Architektur- und Gesellschaftsgeschichte der FU: „Dieser Bau ist Ihr Bau“

Als das Otto-Suhr-Institut der Freien Universität Berlin im Mai 1962 eingeweiht wurde, war die Stadtgesellschaft dabei. Eine Bildbeschreibung.

Willkommen im Otto-Suhr-Institut der Freien Universität Berlin am 7. Mai 1962: Das grob gerasterte Foto zeigt eine förmlich, teilweise festlich gekleidete Gesellschaft, deren Blicke einem Punkt jenseits des Bildausschnitts zugewandt sind. Hier darf ein Redner vermutet werden. In der ersten Reihe fallen zwei Personen durch besondere Äußerlichkeiten auf: Der eine trägt Uniform, der andere Amtskette.
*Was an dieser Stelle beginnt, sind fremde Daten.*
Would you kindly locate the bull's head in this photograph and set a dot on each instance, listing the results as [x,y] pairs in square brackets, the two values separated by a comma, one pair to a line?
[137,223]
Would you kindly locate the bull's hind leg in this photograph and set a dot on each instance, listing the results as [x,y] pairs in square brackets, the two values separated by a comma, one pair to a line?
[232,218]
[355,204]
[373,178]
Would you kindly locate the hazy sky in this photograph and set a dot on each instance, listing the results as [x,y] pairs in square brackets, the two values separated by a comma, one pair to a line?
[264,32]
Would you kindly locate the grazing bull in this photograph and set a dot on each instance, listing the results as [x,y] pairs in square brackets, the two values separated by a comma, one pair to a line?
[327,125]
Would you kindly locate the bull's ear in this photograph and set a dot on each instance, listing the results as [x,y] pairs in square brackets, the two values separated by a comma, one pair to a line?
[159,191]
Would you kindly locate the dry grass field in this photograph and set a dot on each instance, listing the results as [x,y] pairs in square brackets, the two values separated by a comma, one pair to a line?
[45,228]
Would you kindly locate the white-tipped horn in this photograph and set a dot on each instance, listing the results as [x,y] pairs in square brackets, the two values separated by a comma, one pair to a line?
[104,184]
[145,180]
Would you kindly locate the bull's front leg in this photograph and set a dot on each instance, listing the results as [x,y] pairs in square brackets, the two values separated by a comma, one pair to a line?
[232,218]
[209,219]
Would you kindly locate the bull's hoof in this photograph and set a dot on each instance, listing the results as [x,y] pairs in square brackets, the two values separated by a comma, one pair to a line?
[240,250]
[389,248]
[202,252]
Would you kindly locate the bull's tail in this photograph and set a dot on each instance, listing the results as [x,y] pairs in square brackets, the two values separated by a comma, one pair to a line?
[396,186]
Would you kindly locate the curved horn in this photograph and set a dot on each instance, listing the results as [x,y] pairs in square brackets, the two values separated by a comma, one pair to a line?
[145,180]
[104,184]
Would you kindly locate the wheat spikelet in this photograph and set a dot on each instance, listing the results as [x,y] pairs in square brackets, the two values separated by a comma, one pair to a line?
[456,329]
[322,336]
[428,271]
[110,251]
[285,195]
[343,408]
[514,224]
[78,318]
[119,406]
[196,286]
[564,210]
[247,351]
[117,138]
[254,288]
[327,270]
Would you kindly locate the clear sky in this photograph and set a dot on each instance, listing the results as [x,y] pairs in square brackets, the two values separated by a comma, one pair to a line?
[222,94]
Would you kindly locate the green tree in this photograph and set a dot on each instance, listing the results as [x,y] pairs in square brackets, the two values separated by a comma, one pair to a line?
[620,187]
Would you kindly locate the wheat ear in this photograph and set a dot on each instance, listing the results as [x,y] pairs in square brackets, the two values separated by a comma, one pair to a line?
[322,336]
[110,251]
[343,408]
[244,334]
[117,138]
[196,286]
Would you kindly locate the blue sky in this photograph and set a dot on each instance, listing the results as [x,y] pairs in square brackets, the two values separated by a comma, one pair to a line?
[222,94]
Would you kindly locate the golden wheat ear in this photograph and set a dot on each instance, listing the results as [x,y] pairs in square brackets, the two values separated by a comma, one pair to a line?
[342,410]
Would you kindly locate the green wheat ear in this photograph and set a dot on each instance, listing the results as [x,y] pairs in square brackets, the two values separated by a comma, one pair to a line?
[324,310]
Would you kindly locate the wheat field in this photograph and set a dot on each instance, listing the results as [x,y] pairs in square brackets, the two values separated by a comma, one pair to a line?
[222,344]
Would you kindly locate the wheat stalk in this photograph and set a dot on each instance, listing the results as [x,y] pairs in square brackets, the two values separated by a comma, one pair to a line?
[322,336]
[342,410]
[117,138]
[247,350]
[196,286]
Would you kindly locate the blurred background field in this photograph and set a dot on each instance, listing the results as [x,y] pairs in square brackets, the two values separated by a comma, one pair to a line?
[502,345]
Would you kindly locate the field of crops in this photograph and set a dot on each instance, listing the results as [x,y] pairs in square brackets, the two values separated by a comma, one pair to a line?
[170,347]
Ein frei gebliebener Platz erlaubt den Blick auf zwei Frauen in der zweiten Reihe.

Die Bildunterschrift aus dem Tagesspiegel gibt Aufschluss über die Identität der Abgebildeten, den Anlass ihres Zusammenseins, aber auch über den Urheber: Es handelt sich um ein Foto der Nachrichtenagentur dpa. Allerdings ließ sich das Original jetzt nicht mehr im Archiv der dpa finden, weshalb hier eine grobkörnige Reproduktion aus der Original-Zeitungsseite verwendet wird.
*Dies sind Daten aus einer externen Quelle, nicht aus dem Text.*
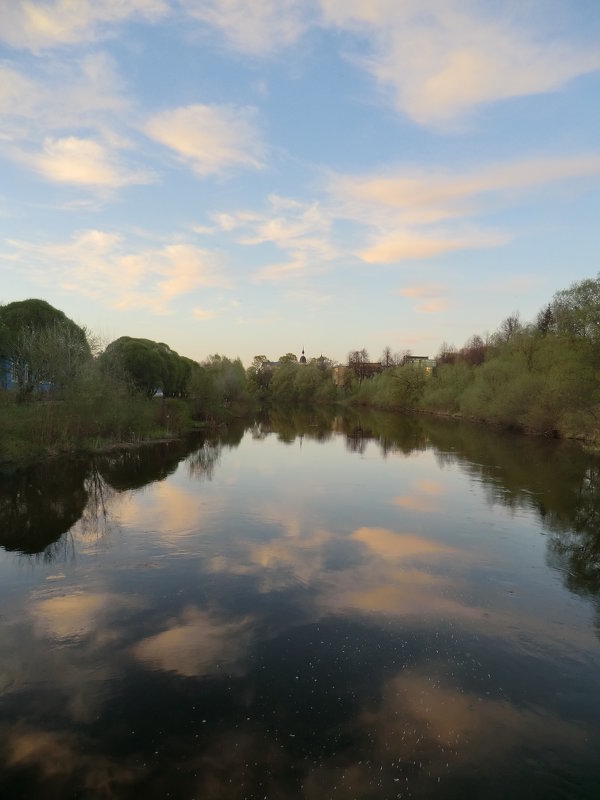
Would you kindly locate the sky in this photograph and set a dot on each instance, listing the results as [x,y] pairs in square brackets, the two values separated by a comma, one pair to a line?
[251,177]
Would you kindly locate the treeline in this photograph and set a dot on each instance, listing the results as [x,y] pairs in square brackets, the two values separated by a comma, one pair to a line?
[61,390]
[542,376]
[292,382]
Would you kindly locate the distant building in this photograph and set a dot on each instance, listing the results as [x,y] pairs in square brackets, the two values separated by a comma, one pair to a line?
[420,361]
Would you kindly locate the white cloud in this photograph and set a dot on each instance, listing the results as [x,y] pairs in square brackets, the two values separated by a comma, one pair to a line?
[260,27]
[442,60]
[301,231]
[77,116]
[410,214]
[209,138]
[82,162]
[119,274]
[203,314]
[38,25]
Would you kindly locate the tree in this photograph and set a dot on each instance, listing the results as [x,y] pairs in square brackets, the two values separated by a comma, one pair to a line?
[44,345]
[387,358]
[148,366]
[289,358]
[357,361]
[509,327]
[545,321]
[576,310]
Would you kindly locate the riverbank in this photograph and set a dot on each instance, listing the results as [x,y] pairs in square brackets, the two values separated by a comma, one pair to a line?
[47,428]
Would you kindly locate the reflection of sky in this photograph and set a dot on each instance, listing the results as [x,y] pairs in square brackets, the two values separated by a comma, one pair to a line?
[308,606]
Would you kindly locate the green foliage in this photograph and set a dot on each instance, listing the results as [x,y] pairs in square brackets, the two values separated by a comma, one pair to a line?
[44,345]
[302,384]
[576,310]
[219,388]
[148,366]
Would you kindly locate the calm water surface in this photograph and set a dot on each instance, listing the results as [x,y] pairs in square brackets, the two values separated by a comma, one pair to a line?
[313,608]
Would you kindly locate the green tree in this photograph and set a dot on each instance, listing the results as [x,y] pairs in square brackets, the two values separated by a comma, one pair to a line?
[44,345]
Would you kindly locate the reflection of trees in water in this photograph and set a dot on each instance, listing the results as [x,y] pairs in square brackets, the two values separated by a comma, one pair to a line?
[55,540]
[577,547]
[39,503]
[558,480]
[289,424]
[202,462]
[391,432]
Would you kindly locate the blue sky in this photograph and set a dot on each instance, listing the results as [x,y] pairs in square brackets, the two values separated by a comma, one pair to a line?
[259,176]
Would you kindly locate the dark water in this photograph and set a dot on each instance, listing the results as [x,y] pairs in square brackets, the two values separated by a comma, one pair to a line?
[313,608]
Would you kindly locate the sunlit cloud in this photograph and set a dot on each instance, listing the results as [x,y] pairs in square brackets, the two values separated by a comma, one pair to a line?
[120,274]
[417,215]
[414,246]
[302,231]
[424,498]
[70,126]
[37,25]
[431,297]
[209,138]
[259,28]
[440,61]
[204,313]
[83,162]
[389,544]
[58,756]
[79,614]
[195,644]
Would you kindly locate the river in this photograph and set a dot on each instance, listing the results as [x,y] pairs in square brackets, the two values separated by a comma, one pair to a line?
[307,607]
Die Bildunterschrift enthält eine gewisse Ungenauigkeit, denn am 7. Mai 1962 war nicht das Otto-Suhr-Institut neu, sondern das Haus in der Dahlemer Ihnestraße 21, in dem es fortan seinen Sitz hatte. Das Institut selbst war bereits 1959 entstanden aus dem Zusammenschluss der relativ großen, auf die Weimarer Republik zurückgehenden Deutschen Hochschule für Politik, deren Leiter Otto Suhr ab 1948/49 gewesen war, und dem kleineren, stärker forschungsorientierten Institut für politische Wissenschaft der Freien Universität.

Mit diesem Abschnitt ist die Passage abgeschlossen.